In the present painting, the figure of the striding laborer is based directly on an 1863 etching by Millet, Le départ pour le travail (see M. Melot, Graphic Art of the Pre-Impressionists, New York, 1978, no. M19). This etching, which shows the man holding a pitchfork rather than a spade over his shoulder, was reproduced in Alfred Sensier's 1881 biography of Millet, which Van Gogh is known to have read soon after it was published. In a letter to Theo dated 1885, Van Gogh in fact cited a line from Sensier's text: "His peasants seem to be painted with the earth they sow" (LT405; quoted in J. Sund, op. cit., p. 94). Van Gogh copied the male figure from Millet's etching in a sketchbook that he used in Nuenen in the winter of 1884-1885 (de la Faille, no. 1882; Rijksmuseum Vincent Van Gogh, Amsterdam), and one of his Saint-Rémy paintings after Millet includes a farmer in nearly the identical pose (de la Faille, no. 684; fig. 4).

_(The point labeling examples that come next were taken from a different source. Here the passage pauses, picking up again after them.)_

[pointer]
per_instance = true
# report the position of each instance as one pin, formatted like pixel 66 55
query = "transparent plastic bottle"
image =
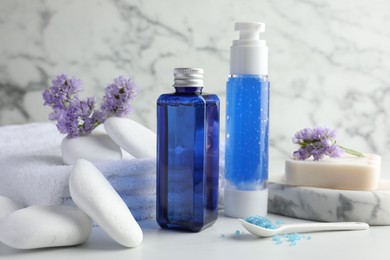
pixel 187 154
pixel 247 123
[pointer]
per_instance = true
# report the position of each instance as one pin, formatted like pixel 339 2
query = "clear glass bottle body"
pixel 187 159
pixel 247 124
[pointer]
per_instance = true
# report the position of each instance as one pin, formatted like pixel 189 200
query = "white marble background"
pixel 329 60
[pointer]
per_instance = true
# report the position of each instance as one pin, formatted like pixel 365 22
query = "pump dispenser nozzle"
pixel 249 54
pixel 249 31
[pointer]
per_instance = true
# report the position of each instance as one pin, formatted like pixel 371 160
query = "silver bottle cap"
pixel 188 77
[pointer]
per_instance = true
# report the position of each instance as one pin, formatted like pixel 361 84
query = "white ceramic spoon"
pixel 306 227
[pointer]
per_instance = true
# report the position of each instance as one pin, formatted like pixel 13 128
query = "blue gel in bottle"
pixel 247 124
pixel 187 154
pixel 247 132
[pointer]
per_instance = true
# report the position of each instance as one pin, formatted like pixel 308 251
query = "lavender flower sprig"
pixel 77 117
pixel 319 142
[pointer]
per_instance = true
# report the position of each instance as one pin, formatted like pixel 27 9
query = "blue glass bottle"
pixel 247 123
pixel 187 154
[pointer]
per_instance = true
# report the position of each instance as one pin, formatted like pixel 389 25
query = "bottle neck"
pixel 188 90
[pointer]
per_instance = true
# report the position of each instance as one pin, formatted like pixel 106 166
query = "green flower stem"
pixel 350 151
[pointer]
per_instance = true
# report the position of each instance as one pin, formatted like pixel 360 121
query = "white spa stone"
pixel 45 226
pixel 93 194
pixel 133 137
pixel 96 146
pixel 346 173
pixel 7 206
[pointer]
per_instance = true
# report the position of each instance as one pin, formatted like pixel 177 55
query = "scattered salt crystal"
pixel 261 222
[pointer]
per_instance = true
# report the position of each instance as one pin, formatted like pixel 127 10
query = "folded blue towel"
pixel 32 171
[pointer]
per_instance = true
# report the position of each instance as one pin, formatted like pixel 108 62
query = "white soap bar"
pixel 7 206
pixel 96 146
pixel 133 137
pixel 45 226
pixel 93 194
pixel 346 173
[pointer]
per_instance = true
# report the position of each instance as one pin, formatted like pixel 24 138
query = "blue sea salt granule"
pixel 293 238
pixel 238 232
pixel 277 239
pixel 260 221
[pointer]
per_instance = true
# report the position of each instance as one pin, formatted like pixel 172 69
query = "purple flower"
pixel 77 117
pixel 116 101
pixel 63 89
pixel 318 142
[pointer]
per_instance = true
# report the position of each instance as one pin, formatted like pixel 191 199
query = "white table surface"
pixel 373 243
pixel 208 244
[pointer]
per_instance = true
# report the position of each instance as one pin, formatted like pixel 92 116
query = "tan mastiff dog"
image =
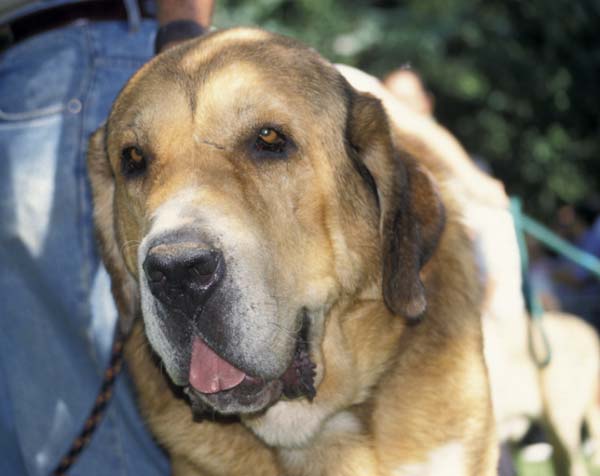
pixel 309 297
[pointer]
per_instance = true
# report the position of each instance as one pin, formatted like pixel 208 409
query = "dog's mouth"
pixel 215 384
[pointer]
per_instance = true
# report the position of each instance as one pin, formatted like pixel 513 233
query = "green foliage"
pixel 517 81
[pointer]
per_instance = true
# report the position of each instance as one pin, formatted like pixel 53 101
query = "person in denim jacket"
pixel 57 83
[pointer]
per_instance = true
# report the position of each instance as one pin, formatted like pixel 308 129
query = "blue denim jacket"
pixel 56 313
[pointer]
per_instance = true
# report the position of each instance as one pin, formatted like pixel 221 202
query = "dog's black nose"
pixel 183 275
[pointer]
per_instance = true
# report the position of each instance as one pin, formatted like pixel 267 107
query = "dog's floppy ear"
pixel 124 287
pixel 411 213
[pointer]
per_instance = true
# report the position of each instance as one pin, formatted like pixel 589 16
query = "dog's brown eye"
pixel 270 136
pixel 270 140
pixel 133 161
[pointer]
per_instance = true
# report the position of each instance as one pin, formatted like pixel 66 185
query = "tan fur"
pixel 393 397
pixel 560 396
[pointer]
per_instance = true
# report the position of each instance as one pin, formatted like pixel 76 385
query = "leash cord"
pixel 100 405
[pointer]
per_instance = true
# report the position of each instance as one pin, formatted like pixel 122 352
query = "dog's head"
pixel 241 189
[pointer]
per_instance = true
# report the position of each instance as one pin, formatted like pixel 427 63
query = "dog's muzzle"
pixel 182 276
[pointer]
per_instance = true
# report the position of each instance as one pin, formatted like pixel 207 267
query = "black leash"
pixel 97 413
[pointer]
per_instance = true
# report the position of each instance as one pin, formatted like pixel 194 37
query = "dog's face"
pixel 242 188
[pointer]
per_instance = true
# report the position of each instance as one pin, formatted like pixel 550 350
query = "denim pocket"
pixel 39 77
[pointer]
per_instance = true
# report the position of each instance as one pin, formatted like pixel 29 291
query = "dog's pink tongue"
pixel 209 373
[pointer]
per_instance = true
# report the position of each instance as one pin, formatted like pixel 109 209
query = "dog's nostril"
pixel 155 275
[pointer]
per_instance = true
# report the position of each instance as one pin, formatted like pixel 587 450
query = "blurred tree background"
pixel 517 81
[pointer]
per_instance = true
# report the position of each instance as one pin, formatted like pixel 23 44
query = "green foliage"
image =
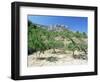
pixel 40 39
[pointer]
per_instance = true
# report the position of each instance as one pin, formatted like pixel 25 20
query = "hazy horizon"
pixel 74 23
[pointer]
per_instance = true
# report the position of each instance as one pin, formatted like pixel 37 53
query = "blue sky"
pixel 74 23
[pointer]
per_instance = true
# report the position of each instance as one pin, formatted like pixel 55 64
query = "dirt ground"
pixel 52 59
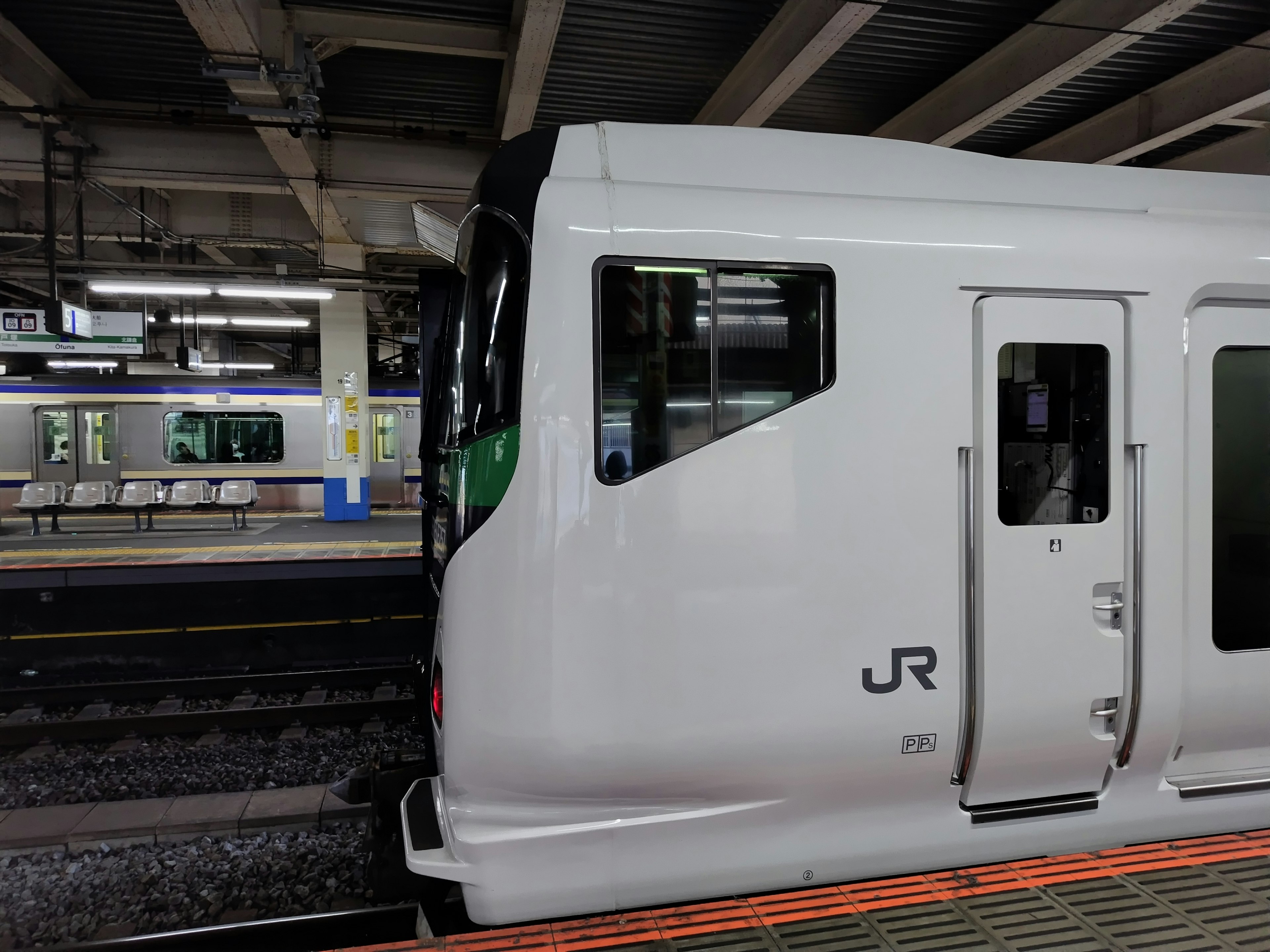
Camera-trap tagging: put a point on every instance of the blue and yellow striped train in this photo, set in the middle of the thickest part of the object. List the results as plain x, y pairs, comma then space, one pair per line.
78, 428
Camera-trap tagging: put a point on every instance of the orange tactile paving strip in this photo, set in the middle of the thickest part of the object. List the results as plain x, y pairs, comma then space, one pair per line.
633, 928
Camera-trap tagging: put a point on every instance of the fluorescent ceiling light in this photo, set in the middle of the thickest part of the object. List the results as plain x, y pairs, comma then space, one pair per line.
261, 293
127, 287
234, 366
270, 322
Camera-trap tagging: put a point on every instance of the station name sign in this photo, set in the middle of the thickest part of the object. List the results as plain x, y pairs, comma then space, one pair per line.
23, 331
73, 322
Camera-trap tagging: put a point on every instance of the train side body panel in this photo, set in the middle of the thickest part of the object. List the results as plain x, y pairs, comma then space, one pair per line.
655, 690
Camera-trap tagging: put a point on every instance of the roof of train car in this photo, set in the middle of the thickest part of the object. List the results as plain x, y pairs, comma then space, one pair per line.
811, 163
158, 385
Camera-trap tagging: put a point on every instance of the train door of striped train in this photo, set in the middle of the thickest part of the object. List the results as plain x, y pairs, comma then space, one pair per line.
1049, 553
77, 444
388, 460
1225, 740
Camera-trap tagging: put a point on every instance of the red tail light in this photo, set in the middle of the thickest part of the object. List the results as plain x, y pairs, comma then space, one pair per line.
436, 694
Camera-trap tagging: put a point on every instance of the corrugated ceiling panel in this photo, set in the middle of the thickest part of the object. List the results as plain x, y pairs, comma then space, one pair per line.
139, 51
646, 60
491, 13
1188, 144
412, 88
1191, 40
904, 53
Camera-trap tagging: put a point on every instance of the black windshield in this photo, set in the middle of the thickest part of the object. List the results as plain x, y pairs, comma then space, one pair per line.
483, 374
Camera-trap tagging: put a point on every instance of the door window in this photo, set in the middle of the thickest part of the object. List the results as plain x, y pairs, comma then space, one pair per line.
98, 437
385, 438
1241, 498
1052, 435
55, 431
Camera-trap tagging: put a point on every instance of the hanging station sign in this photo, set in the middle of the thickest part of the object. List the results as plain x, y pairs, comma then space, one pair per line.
22, 331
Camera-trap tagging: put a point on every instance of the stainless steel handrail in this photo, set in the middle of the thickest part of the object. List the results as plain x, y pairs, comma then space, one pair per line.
969, 701
1131, 724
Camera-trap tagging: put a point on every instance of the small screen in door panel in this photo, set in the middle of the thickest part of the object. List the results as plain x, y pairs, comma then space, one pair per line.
1052, 435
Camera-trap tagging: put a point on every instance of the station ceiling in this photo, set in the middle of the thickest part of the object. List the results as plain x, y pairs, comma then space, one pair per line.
417, 95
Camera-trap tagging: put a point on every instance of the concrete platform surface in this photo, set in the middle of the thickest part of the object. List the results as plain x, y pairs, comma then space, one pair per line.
121, 823
180, 539
202, 814
282, 809
1196, 895
79, 827
41, 825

The male figure in the present painting may also have been intended as a proxy for the artist himself, whose letters reveal his life-long identification with peasants and laborers. In Nuenen in 1885, Van Gogh associated the arduousness of his own artistic activity with that of the peasant working the soil: "I keep my hand to the plow and cut my furrow steadily" (LT398; quoted in D. Silverman, Van Gogh and Gauguin: The Search for Sacred Art, New York, 2000, p. 79). Three years later, following his move to Arles, he described himself as "looking more or less like a peasant" and as "plowing on my canvases as they do on their fields" (LT612; quoted in ibid., pp. 79 and 82). Van Gogh painted himself on at least seven occasions in the guise of a peasant, clad in a straw hat and a blue smock (de la Faille, nos. 61v, 179v, 294, 365v, 469, 524, 526; fig. 5). Notably, six of these self-portraits date to 1887, the same year as the present canvas; the seventh was painted at Arles in 1888 and is contemporary with a group of portraits that Van Gogh made of the peasant Patience Escalier in comparable garb (de la Faille, nos. 443-444, 1460-1461). Also at Arles, while he was working on a series of harvest scenes (de la Faille, nos. 411, 465, 545, 558-564), Van Gogh painted himself trudging through the deserted countryside, en route to the motif (de la Faille, no. 448; fig. 6). Wearing work clothes and a broad-brimmed hat, his palette and canvases strapped to his back, he closely resembles the farmer in the present painting. As Pickvance has speculated about the latter work, "Could this originally have been a double-portrait of lovers, Vincent himself (carrying easel rather than spade--or even his perspective frame) and his mistress, the owner of Le Tambourin? And did he subsequently attempt to paint her out after their break-up in July 1887? Such haunting autobiographical presences seem remote from the 'pure' Neo-Impressionist landscapes of Seurat and Signac" (in op. cit., p. 312).